Diversity (mathematics)

Let ${\displaystyle (X,d)}$ be a metric space. Setting ${\displaystyle \delta (A)=\max _{a,b\in A}d(a,b)=\operatorname {diam} (A)}$ for all ${\displaystyle A\in \wp _{\mbox{fin}}(X)}$ defines a diversity.

For all finite ${\displaystyle A\subseteq \mathbb {R} ^{n}}$ if we define ${\displaystyle \delta (A)=\sum _{i}\max _{a,b}\left\{\left|a_{i}-b_{i}\right|\colon a,b\in A\right\}}$ then ${\displaystyle (\mathbb {R} ^{n},\delta )}$ is a diversity.

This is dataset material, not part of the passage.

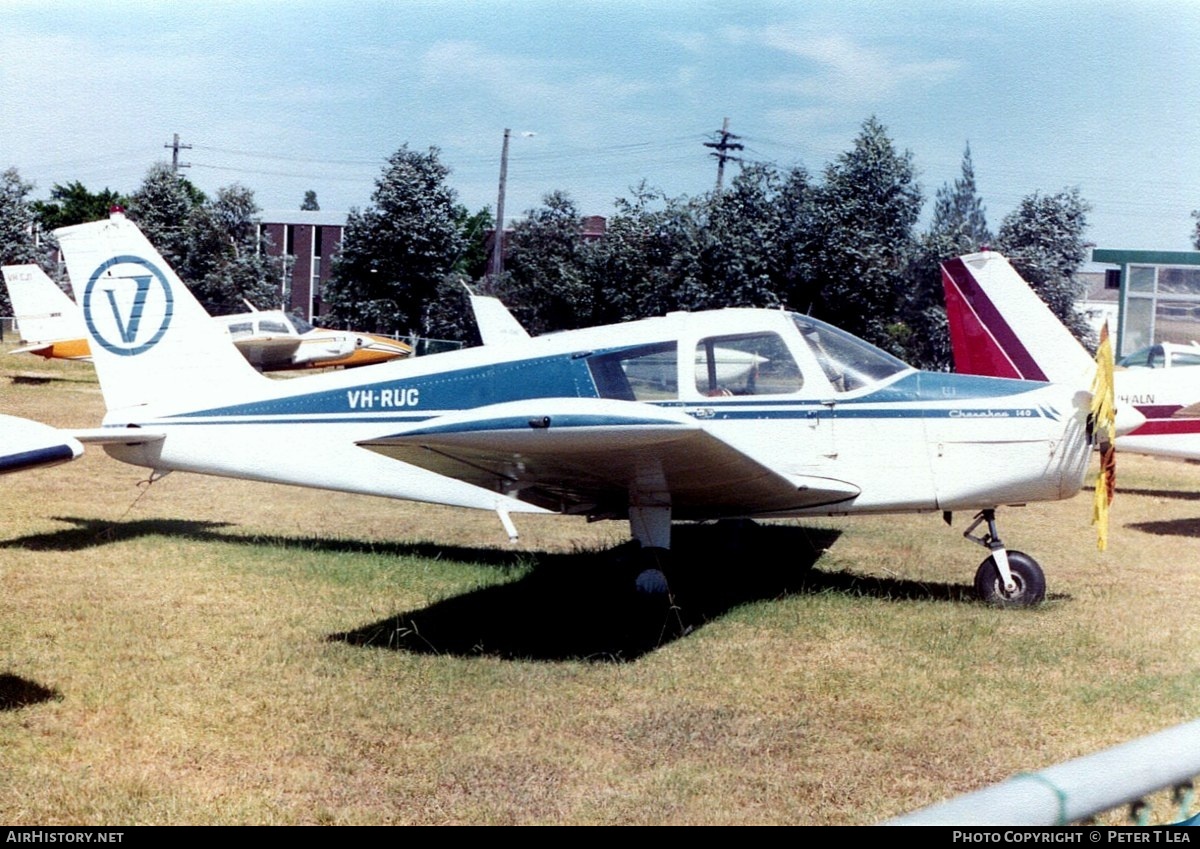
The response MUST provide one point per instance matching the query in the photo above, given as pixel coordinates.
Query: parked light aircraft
(52, 326)
(607, 422)
(1000, 327)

If T is a phylogenetic tree with taxon set X. For each finite ${\displaystyle A\subseteq X}$, define ${\displaystyle \delta (A)}$ as the length of the smallest subtree of T connecting taxa in A. Then ${\displaystyle (X,\delta )}$ is a (phylogenetic) diversity.

Let ${\displaystyle (X,d)}$ be a metric space. For each finite ${\displaystyle A\subseteq X}$, let ${\displaystyle \delta (A)}$ denote the minimum length of a Steiner tree within X connecting elements in A. Then ${\displaystyle (X,\delta )}$ is a diversity.